DONALD - Nov 2/99 - STAT -- Australian barley growers are looking at a dramatic improvement in price outllok since the start of seeding, according to the latest revision in the Australian Barley Board's pool outlook.
ABB chairman Trevor Day said encouraging forward sales of barley from the 1999-00 harvest had enabled ABB to again raise its estimated gross pool returns.
The Schooner malting barley indicator was now between A$198-203 MT, with feed 1 barley in a $161-166 MT range. Estimated pool returns quoted today included for the first time an interest factor, estimated at $5 MT, as part of ABBs financing package.
"Our standard pool payments for both malting and feed barley are estimated to be about $30 to $35 MT higher than what was forecast at seeding time," he said.
The steady increase in barley prices over the growing season will likely buoy growers confidence in the commodity, particularly following last years comparatively low returns.
Barley has made a steady recovery since early 1998, when a dramatic collapse in the international market saw feed barley prices drop some 42% to a low of US$65 MT (FOB) by late 1998.
"We are very pleased with our forward sales, particularly of feed barley to the Middle East and malting barley to China," Mr Day said. "Early shipments will enable us to give growers a good, early cash flow."
New pool payments introduced by ABB this harvest would give growers the option to deliver to either a standard or extended pool.

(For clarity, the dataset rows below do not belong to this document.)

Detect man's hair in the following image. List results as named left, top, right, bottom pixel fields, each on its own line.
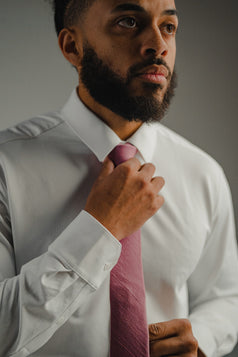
left=51, top=0, right=95, bottom=36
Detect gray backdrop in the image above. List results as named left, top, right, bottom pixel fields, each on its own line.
left=0, top=1, right=237, bottom=356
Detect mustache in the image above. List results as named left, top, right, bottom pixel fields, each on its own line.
left=127, top=57, right=172, bottom=80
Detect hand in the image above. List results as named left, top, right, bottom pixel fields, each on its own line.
left=85, top=157, right=165, bottom=241
left=149, top=319, right=199, bottom=356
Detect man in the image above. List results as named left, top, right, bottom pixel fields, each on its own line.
left=0, top=0, right=238, bottom=356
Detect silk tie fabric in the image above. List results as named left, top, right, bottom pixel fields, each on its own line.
left=109, top=143, right=149, bottom=357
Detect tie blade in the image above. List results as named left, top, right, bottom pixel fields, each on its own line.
left=109, top=143, right=149, bottom=356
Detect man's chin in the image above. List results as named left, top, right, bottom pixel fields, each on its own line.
left=110, top=96, right=165, bottom=123
left=129, top=77, right=166, bottom=95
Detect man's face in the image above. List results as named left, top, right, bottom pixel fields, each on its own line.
left=75, top=0, right=178, bottom=122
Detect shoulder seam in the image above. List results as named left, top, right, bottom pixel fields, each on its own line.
left=0, top=120, right=64, bottom=147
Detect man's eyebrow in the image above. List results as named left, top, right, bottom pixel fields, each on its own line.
left=111, top=4, right=178, bottom=18
left=111, top=3, right=146, bottom=14
left=162, top=9, right=178, bottom=18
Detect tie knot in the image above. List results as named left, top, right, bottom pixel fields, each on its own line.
left=108, top=143, right=137, bottom=166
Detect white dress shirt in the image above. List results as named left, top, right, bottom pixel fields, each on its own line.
left=0, top=89, right=238, bottom=357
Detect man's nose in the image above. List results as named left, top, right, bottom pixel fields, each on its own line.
left=140, top=25, right=168, bottom=59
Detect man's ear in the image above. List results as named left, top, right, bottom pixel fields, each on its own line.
left=58, top=28, right=82, bottom=68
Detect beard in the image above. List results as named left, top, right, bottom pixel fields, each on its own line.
left=80, top=44, right=177, bottom=123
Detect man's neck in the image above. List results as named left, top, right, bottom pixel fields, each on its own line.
left=77, top=86, right=142, bottom=141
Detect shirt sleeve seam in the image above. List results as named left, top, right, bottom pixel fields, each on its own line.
left=0, top=120, right=64, bottom=148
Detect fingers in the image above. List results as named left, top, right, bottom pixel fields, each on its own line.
left=149, top=320, right=177, bottom=341
left=150, top=335, right=198, bottom=356
left=139, top=163, right=156, bottom=180
left=100, top=157, right=165, bottom=198
left=86, top=156, right=165, bottom=240
left=112, top=157, right=164, bottom=187
left=149, top=320, right=199, bottom=357
left=139, top=164, right=165, bottom=189
left=119, top=157, right=142, bottom=172
left=151, top=176, right=165, bottom=194
left=97, top=157, right=115, bottom=181
left=149, top=319, right=193, bottom=340
left=123, top=162, right=165, bottom=206
left=134, top=162, right=165, bottom=192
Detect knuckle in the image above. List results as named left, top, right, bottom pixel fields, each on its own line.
left=193, top=337, right=199, bottom=350
left=134, top=157, right=141, bottom=166
left=177, top=319, right=198, bottom=352
left=146, top=188, right=155, bottom=201
left=153, top=176, right=165, bottom=189
left=157, top=195, right=165, bottom=207
left=150, top=201, right=159, bottom=213
left=150, top=195, right=165, bottom=213
left=148, top=163, right=156, bottom=172
left=159, top=180, right=165, bottom=191
left=138, top=176, right=148, bottom=189
left=157, top=324, right=166, bottom=336
left=159, top=176, right=165, bottom=186
left=180, top=318, right=192, bottom=330
left=151, top=323, right=165, bottom=337
left=186, top=336, right=199, bottom=351
left=143, top=162, right=155, bottom=170
left=119, top=164, right=132, bottom=177
left=149, top=196, right=164, bottom=214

"The feedback weve received so far has indicated that our standard pool option -- which provides growers with a convenient and competitive financing package -- will be very popular this harvest," Mr Day said.

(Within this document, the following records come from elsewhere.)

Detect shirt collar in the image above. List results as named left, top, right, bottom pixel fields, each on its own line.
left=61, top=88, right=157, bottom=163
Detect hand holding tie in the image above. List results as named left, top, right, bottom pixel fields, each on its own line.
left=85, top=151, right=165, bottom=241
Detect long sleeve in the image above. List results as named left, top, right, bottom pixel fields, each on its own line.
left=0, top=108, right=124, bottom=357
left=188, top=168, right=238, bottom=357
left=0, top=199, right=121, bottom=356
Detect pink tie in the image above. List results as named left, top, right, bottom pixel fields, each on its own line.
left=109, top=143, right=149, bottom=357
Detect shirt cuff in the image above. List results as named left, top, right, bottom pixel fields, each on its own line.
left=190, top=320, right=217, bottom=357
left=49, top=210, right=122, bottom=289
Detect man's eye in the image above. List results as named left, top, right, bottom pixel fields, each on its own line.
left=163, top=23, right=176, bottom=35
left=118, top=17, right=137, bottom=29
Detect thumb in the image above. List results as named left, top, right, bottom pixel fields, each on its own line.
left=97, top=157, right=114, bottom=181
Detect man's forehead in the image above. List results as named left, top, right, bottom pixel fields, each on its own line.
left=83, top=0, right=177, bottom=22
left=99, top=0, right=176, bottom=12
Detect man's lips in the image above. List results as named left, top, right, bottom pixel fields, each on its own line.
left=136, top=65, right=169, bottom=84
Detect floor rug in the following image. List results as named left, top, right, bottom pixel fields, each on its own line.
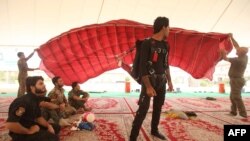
left=61, top=114, right=147, bottom=141
left=142, top=112, right=226, bottom=141
left=85, top=98, right=131, bottom=114
left=169, top=98, right=231, bottom=112
left=125, top=98, right=191, bottom=113
left=201, top=111, right=250, bottom=125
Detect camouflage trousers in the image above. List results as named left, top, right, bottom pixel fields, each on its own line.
left=230, top=78, right=247, bottom=117
left=41, top=105, right=76, bottom=124
left=17, top=75, right=27, bottom=97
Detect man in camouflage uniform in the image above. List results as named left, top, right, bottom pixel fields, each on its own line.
left=221, top=34, right=248, bottom=118
left=68, top=82, right=91, bottom=111
left=47, top=76, right=76, bottom=126
left=17, top=50, right=38, bottom=97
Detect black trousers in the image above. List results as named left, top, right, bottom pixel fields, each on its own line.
left=10, top=123, right=60, bottom=141
left=130, top=75, right=166, bottom=140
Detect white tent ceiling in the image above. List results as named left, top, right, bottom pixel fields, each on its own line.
left=0, top=0, right=250, bottom=48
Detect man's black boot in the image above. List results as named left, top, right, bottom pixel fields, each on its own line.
left=151, top=131, right=167, bottom=140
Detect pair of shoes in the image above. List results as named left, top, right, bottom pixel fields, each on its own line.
left=151, top=131, right=167, bottom=140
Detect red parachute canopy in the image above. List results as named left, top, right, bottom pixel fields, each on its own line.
left=37, top=19, right=233, bottom=85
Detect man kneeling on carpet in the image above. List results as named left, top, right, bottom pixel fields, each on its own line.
left=68, top=82, right=92, bottom=111
left=6, top=76, right=60, bottom=141
left=220, top=33, right=248, bottom=118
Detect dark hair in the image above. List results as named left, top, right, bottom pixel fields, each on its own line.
left=17, top=52, right=24, bottom=57
left=153, top=17, right=169, bottom=33
left=52, top=76, right=60, bottom=85
left=26, top=76, right=44, bottom=93
left=71, top=82, right=78, bottom=89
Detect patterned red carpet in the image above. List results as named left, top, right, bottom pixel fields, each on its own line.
left=0, top=97, right=250, bottom=141
left=124, top=98, right=192, bottom=113
left=86, top=98, right=131, bottom=114
left=169, top=97, right=250, bottom=112
left=143, top=113, right=225, bottom=141
left=59, top=114, right=146, bottom=141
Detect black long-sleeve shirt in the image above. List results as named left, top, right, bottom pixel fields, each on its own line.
left=139, top=38, right=169, bottom=76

The standard pool gave growers a rapid return on their harvest delivery, with gross harvest advances set at $150 MT for Schooner malting and $124 MT for feed barley.
Also from this year, a sliding scale payment system would operate on deliveries of Schooner, Sloop, Franklin and Arapiles malting barley delivered to ABBs pools.
"Growers have welcomed the introduction of the sliding scale, which will see graduated payments introduced and should resolve concerns about big price jumps between malting grades," Mr Day said.
"For many years, customers have requested quality malting barley that has between 10% and 11.5% protein and with less than 10% screenings. From this harvest, growers who deliver malting barley that meets these specifications will receive a higher price, reflecting the premium-quality grain they have delivered."
Payments for malting barley outside these specifications would be graduated according to how far outside the specified protein and screening limits the delivery fell.